# Oxalis acid color change ?



## mrg (Jun 24, 2015)

The last pic just came out of oxalic acid, the others I was stripping paint and thought the OG color was straw ?, and the front fender I had stripped a while back was starting to rust so I thought the OA would take care of the rust but the paint came out alot lighter, wish I would have just kept stipped and no acid. did I leave it too long (over nite) or do some just do that (the black pin strip is almost gone also)


----------



## rideahiggins (Jun 24, 2015)

Looks like you left it too long and maybe from the bare metal looking spot the OA might not have been stirred up enough before use.


----------



## fordmike65 (Jun 24, 2015)

Yeah, I woulda left it a couple hours tops & kept checking it every so often...


----------



## vincev (Jun 24, 2015)

Maybe too long in the bath.I go about 7 hrs.


----------



## how (Jun 24, 2015)

thats why I dont use that stuff


----------



## rollfaster (Jun 24, 2015)

vincev said:


> Maybe too long in the bath.I go about 7 hrs.
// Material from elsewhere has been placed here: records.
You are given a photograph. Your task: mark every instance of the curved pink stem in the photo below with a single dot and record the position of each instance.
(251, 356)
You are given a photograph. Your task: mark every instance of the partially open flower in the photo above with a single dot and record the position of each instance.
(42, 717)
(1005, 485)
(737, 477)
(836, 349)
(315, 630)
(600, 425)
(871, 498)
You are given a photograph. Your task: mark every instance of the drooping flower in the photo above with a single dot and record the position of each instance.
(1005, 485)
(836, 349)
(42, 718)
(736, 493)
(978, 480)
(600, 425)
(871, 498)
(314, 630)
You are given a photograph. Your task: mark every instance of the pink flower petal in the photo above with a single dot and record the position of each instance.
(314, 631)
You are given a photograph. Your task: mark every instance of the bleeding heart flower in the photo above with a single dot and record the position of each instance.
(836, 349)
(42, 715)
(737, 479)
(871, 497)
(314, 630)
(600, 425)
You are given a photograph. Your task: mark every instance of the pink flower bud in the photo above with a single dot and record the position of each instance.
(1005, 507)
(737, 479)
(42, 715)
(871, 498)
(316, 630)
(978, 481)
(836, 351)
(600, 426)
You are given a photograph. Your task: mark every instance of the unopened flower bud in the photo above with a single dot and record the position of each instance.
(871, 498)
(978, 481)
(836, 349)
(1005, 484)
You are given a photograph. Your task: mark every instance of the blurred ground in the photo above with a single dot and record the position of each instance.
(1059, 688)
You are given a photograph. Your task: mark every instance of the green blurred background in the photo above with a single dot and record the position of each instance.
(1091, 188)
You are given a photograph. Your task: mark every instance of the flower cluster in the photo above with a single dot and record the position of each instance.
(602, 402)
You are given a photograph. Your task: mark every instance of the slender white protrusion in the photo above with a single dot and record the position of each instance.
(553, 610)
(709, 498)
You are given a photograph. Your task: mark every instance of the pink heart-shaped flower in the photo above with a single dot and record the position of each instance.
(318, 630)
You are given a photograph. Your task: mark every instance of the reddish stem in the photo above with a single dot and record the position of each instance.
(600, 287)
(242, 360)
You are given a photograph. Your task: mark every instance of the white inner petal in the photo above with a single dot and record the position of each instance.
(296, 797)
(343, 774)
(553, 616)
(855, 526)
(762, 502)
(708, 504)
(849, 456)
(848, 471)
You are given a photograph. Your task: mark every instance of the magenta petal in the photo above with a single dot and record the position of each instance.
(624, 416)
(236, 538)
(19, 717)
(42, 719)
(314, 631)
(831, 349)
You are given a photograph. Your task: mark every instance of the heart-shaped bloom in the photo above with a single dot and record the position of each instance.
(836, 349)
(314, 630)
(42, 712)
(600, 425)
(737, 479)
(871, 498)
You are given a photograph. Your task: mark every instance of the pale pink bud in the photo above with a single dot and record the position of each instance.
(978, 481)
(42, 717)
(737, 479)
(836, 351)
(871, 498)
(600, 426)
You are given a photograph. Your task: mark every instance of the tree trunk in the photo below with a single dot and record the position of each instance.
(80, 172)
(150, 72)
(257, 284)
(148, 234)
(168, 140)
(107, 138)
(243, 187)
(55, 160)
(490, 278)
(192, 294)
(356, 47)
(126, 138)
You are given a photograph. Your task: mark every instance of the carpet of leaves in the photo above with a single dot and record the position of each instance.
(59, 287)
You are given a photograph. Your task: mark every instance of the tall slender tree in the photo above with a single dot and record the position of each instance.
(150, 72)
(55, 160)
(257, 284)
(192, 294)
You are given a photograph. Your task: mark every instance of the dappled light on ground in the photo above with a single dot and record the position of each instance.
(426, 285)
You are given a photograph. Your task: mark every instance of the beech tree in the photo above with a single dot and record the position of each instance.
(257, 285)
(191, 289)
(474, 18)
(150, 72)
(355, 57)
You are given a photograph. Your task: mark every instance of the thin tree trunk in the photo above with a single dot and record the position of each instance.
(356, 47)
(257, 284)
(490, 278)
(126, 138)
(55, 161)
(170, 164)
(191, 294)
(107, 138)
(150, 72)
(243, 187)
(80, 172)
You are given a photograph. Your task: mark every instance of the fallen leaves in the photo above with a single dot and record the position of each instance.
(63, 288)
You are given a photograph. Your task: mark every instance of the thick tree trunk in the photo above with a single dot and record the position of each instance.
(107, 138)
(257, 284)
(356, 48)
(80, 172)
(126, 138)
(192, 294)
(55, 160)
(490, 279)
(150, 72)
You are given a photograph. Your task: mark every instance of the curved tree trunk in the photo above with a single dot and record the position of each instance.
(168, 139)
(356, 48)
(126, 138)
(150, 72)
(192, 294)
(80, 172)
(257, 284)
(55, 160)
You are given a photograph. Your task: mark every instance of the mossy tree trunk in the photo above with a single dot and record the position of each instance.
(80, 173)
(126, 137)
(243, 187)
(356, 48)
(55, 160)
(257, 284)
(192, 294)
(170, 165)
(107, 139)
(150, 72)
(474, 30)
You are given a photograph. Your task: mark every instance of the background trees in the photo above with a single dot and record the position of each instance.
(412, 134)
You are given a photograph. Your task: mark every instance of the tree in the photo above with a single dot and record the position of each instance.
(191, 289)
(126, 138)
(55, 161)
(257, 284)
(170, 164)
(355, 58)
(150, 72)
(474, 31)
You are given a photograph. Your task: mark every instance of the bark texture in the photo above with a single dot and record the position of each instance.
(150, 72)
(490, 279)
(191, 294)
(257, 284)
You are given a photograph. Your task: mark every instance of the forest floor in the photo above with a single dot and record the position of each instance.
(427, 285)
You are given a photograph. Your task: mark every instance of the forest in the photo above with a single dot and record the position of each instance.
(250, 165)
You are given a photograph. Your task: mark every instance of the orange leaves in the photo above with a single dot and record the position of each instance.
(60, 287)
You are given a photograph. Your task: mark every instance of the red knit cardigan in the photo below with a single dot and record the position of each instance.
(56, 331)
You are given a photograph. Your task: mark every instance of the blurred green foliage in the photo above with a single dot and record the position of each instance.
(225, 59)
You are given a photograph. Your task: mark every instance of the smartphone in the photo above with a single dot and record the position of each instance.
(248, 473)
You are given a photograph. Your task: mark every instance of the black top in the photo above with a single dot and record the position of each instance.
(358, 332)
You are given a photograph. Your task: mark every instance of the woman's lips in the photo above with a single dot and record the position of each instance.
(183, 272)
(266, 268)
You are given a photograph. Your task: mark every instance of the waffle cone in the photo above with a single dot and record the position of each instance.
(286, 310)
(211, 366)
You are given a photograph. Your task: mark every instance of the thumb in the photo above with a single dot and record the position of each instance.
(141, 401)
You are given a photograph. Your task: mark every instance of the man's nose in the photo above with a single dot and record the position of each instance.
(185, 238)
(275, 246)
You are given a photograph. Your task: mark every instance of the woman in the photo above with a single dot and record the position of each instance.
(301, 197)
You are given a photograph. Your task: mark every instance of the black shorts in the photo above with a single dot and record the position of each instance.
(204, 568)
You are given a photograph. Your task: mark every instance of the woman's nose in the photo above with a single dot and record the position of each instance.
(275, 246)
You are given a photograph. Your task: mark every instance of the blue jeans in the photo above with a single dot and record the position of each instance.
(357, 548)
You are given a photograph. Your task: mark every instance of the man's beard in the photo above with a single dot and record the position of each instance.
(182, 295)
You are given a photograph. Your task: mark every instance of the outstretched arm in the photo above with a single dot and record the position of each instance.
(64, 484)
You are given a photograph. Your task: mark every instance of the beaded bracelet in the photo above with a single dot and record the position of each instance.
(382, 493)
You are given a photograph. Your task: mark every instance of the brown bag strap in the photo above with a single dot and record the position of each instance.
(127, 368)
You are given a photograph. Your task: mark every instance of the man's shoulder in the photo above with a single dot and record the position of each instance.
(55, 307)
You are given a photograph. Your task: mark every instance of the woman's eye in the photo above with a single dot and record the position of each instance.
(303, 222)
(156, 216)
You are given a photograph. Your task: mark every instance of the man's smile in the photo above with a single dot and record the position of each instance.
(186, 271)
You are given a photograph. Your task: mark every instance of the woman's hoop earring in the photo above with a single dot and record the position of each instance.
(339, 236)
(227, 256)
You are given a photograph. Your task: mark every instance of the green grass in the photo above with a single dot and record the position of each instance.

And do listen to what he says, that roadmaster turned out fantastic.


----------



## bushb2004 (Jun 24, 2015)

OA works great, but like anything...you gotta be careful till you know how it works. But on a positive side, we all learn every day ( or should ) and that what makes us who we are.


----------



## mrg (Jun 24, 2015)

left some parts in all day and came out ok (maroon & cream) could only fit half the fender in the pan and left it in over nite, about the same length of time.


----------



## Freqman1 (Jun 24, 2015)

That front fender looks like it was house painted white which could account for the difference. V/r Shawn


----------



## mrg (Jun 24, 2015)

no the whole fender looked like it does on the right after I stripped old red paint off the whole thing, then only soaked the front half in the acid, it turned it whiter and took off the black strip also, I think I just left it in too long(over nite) although the colson tank was in all day and did not change color ?


----------